Salah satu pria itupun langsung membopong tubuh Belinda dan memasukkan kedalam mobil lalu pergi. Cakra yang tersenyum puas melihat koper penuh uang dihadapannya, “Ha ha ha ha ternyata tidak buruk juga memiliki anak perempuan yang cantik! Setidaknya aku bisa bersenang-senang sekarang!”
**
“Ahhh…..dimana aku? Kenapa gelap sekali?” Belinda bertanya pada dirinya setelah dia sadar dan membuka matanya namun dia tidak dapat melihat apapun, semuanya gelap. “Apakah aku sudah mati? Apa aku berada didalam kubur?”
“Nona, apakah anda sudah bangun?” tanya sebuah suara menyadarkan Belinda bahwa dia tidak sendirian disana. Suara itu….suara itu adalah suara seorang perempuan.

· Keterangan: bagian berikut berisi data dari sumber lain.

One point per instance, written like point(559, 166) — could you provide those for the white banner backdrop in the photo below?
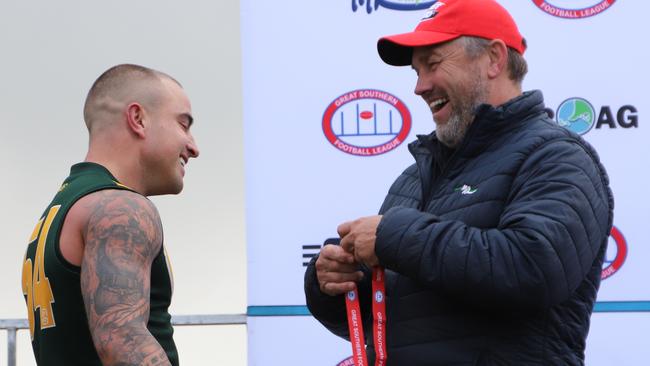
point(326, 124)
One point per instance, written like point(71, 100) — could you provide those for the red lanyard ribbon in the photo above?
point(355, 325)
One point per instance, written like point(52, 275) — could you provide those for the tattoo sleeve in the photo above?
point(122, 238)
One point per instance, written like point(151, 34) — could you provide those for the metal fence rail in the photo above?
point(13, 325)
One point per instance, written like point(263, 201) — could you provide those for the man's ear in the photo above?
point(135, 116)
point(498, 53)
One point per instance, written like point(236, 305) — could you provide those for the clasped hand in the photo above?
point(337, 266)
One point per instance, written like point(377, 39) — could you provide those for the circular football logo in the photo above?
point(616, 254)
point(366, 122)
point(576, 114)
point(574, 9)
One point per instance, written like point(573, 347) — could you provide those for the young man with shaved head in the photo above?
point(492, 242)
point(96, 278)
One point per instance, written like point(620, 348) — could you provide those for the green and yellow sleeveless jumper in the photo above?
point(51, 285)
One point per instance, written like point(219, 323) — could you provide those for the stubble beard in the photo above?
point(464, 101)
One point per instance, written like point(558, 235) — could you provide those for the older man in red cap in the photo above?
point(492, 242)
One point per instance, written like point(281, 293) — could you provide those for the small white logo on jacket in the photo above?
point(466, 189)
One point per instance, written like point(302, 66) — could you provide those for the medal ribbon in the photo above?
point(355, 325)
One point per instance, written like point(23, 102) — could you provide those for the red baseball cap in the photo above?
point(449, 19)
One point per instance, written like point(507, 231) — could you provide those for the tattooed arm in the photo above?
point(122, 237)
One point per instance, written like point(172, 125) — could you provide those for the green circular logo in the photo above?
point(576, 114)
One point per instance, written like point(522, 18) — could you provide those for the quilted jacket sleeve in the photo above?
point(330, 310)
point(557, 218)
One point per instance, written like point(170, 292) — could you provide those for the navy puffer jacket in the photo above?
point(493, 251)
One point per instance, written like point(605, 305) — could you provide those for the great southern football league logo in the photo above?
point(574, 9)
point(366, 122)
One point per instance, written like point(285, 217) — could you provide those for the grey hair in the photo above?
point(517, 66)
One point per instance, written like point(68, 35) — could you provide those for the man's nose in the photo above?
point(421, 86)
point(192, 148)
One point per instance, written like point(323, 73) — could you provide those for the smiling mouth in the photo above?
point(438, 104)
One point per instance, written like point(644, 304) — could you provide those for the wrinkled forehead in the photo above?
point(421, 55)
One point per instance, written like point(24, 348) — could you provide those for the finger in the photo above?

“Ke---kenapa kau memanggilmu nona? Siapa kau?” tany Belinda cemas, dia hanya bisa melihat kegelapan tapi ada suara yang sepertinya berada didekatnya.
“Iya nona. Anda sudah bangun? Apakah anda lapar?” tanya wanita itu lagi.
“Emm...ya aku mungkin sudah bangun. Tolong aku kenapa mataku gelap?” Belinda baru menyadari bahwa matanya ditutup sebuah kain. “Kakiku! Tanganku….kenapa aku tidak bisa bergerak.” dia mencoba menggerakkan kaki dan tangannya, diapun terkejut.
“Lepaskan aku! Kenapa kaki dan tanganku diikat?” Belinda pun panik dan bicara dengan nada tinggi penuh ketakutan.
“Minum dulu nona agar anda tenang. Kalau nona sudah tenang maka saya akan jelaskan semuanya.”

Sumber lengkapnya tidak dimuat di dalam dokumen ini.